Figure 7-2 A, The biomechanical advantage of intramedullary pins is that they are equally resistant to bending loads applied from any direction because they are round. B and C, Biomechanical disadvantages of intramedullary pins include poor resistance to rotational or axial (compressive) loads and lack of fixation (interlocking) with bone.
(From Fossum TW: Small animal surgery, ed 3, St Louis, 2007, Mosby, by permission.)
The anterior and posterior cruciate ligaments are intraarticular structures that help stabilize the stifle joint. Rupture of the cranial cruciate ligament is possibly the most common injury to the stifle of the dog and is a major cause of DJD in the stifle joint (Fig. 7-4). The ligament may rupture completely, resulting in gross instability of the joint, or it may tear, producing minor instability. Both injuries result in degenerative changes within the joint within a few weeks.
(From Olmstead ML: Small animal orthopedics, St Louis, 1995, Mosby, by permission.)
Cruciate ligament injuries are usually seen in middle-age, obese, inactive animals that suddenly hyperextend their stifle joint while exercising. Rupture may also occur in animals engaged in athletic endeavors (such as racing or jumping), resulting in a traumatic injury to the ligament. There may be an occult degenerative process present in the former group of animals that predisposes the ligament to atraumatic rupture. In both groups, rupture of the opposite cruciate ligament often occurs within a year after injury to the first ligament. Approximately 50% of dogs with ligament rupture also demonstrate meniscal injury.
Treatment of this type of injury involves removal of the damaged tissue and stabilization of the joint. Many repair techniques have been reported; the choice of technique is usually based on the size of the dog, the activity level required by the animal, and the skill of the surgeon.
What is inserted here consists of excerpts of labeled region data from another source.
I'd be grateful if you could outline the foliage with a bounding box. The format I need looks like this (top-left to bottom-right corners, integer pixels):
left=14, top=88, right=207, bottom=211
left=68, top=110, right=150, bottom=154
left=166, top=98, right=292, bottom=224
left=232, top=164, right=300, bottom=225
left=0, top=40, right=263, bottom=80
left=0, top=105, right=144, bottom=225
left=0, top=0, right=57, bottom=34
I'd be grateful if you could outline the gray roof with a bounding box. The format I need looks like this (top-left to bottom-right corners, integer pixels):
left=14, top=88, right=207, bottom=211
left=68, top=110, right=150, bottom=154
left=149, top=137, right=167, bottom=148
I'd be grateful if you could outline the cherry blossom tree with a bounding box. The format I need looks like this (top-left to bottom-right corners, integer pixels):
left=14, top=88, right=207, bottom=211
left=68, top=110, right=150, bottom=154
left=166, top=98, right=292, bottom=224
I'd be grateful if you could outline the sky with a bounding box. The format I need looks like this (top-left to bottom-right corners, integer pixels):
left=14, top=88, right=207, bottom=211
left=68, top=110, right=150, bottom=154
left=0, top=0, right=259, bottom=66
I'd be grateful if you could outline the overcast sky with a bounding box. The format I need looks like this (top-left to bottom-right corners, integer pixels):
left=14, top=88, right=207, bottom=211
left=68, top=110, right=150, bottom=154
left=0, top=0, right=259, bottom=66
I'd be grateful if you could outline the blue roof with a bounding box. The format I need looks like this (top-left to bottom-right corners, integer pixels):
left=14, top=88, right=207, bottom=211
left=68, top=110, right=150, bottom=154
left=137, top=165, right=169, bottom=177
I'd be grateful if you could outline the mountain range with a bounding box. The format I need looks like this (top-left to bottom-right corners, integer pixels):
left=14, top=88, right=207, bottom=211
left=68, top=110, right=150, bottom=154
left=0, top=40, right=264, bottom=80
Medial luxations of toy, miniature, and large breeds occur early in life and are not related to trauma. They are often called congenital because they are usually the result of anatomic deformities. Approximately 75% to 80% of patellar luxations are medial displacements. Anatomic derangements that predispose an animal to medial luxations include medial bowing of the distal third of the femur, shallow trochlear sulcus and a poorly developed medial ridge, medial torsion of the tibial tubercle, or medial bowing of the proximal tibia. Over time these derangements put added stress on the cranial cruciate ligaments, predisposing 15% to 20% of these ligaments to rupture.